Perhaps Hannah had discarded her old cell for a newer model with a new number and then left the city for places unknown. If so, the two sisters might never reconnect. The realization brought a heavy weight to rest on Miriam’s shoulders.

The neon sign for the bus station flashed in the distance and brought memories of the day she had arrived in Atlanta, expecting Hannah to meet her. Instead she had found only strangers in the station. Crestfallen, Miriam had made her way to the cheap hotel nearby where she had spent the night crying from loneliness and a confused heart.

How much she yearned for the life she had found in the North Georgia mountains. In her mind’s eye, she saw Abram’s handsome face and felt his strong arms surround her as he lifted her into the buggy. She envisioned Emma waving from the porch and heard the clip-clop of Nellie’s hooves. If only she could be with them again.
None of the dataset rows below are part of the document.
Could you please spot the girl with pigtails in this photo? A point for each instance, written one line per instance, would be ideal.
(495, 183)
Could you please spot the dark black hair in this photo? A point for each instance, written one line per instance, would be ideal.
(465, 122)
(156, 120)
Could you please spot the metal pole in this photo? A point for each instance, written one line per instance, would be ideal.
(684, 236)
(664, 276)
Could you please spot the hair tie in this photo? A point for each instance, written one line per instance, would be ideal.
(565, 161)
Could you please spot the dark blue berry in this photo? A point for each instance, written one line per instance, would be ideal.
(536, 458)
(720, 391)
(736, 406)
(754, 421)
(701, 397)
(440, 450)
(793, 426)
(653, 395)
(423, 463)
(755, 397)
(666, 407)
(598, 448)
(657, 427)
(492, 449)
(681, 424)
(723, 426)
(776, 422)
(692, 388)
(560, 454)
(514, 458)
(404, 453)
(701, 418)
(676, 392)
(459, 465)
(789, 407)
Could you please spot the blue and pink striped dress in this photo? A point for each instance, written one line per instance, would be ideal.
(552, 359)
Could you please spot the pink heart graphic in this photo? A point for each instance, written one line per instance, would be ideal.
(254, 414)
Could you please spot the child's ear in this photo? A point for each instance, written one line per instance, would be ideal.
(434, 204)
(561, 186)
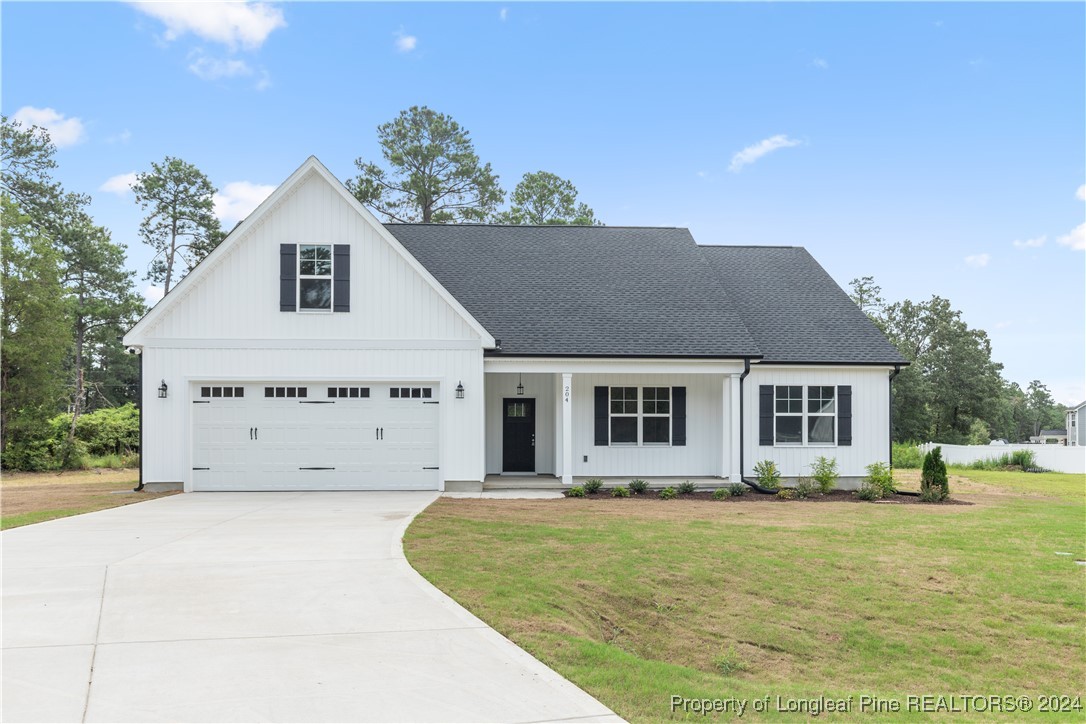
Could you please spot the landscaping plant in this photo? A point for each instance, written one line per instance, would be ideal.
(934, 485)
(825, 473)
(769, 475)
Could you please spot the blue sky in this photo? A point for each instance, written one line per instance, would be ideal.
(938, 148)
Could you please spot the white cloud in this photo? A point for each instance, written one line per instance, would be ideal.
(1031, 243)
(120, 185)
(63, 131)
(207, 67)
(231, 24)
(1076, 239)
(405, 43)
(752, 153)
(238, 199)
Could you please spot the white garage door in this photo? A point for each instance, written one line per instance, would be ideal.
(314, 436)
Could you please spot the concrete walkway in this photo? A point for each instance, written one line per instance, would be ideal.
(253, 607)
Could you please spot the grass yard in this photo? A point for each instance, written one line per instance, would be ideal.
(635, 602)
(33, 497)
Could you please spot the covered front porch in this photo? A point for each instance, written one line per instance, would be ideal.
(553, 422)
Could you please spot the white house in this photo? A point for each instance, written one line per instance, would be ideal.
(317, 348)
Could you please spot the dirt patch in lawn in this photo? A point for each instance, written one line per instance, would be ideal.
(32, 497)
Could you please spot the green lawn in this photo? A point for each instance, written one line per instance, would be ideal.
(639, 600)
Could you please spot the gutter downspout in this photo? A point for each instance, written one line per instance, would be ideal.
(756, 486)
(140, 486)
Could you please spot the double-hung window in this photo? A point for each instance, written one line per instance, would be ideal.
(805, 420)
(315, 277)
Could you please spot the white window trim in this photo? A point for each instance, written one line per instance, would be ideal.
(804, 415)
(640, 416)
(300, 277)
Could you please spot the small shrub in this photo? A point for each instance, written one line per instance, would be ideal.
(805, 487)
(593, 485)
(769, 475)
(934, 484)
(881, 479)
(825, 473)
(906, 455)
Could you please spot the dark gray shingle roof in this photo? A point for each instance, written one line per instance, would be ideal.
(794, 309)
(560, 290)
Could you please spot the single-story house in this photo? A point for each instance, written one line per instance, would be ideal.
(318, 348)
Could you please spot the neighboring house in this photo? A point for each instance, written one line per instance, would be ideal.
(1076, 435)
(1050, 437)
(317, 348)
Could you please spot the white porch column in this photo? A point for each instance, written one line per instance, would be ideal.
(567, 429)
(733, 415)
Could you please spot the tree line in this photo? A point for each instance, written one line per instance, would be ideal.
(67, 296)
(954, 392)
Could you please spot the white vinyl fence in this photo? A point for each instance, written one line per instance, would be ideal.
(1059, 458)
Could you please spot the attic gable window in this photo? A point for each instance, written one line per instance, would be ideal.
(315, 277)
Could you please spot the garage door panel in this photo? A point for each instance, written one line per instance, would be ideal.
(293, 436)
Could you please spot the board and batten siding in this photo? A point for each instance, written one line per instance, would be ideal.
(539, 388)
(706, 442)
(870, 419)
(239, 296)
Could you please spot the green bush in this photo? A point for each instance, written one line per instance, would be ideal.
(805, 487)
(768, 474)
(934, 484)
(825, 473)
(881, 479)
(906, 455)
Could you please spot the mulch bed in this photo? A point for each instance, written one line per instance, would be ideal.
(754, 496)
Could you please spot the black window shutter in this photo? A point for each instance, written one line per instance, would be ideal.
(678, 416)
(341, 282)
(845, 415)
(765, 415)
(602, 436)
(288, 278)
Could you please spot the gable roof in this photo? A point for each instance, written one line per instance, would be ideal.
(584, 291)
(312, 166)
(795, 310)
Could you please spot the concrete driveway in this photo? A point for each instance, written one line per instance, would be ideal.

Leaving the window, she reached for the blue fabric, recalling how Emma had helped her cut the pattern. Miriam settled onto the bedside chair, threaded her needle and started to sew. The rhythmic in and out of the needle and thread through the cotton cloth brought comfort and soothed her troubled spirit as she labored in the night. With each stitch she remembered the special world she had left behind.

At last, her work completed, she slipped into the Amish dress and gazed at her reflection in the mirror. Staring back at her was a new woman who was ready to leave the Englisch world behind. Miriam didn’t need or want the things of this life. Instead she yearned for the plain way of the Amish. She longed to embrace their faith in God, their love of family and their appreciation for hard work and simple blessings.

Abram may have already moved on with his life, but even without him at her side—as heartbreaking as that would be—Miriam wanted his faith.

She glanced away from the mirror, no longer needing to see her reflection. She knew who she was. She was an Amish woman who was eager to return home.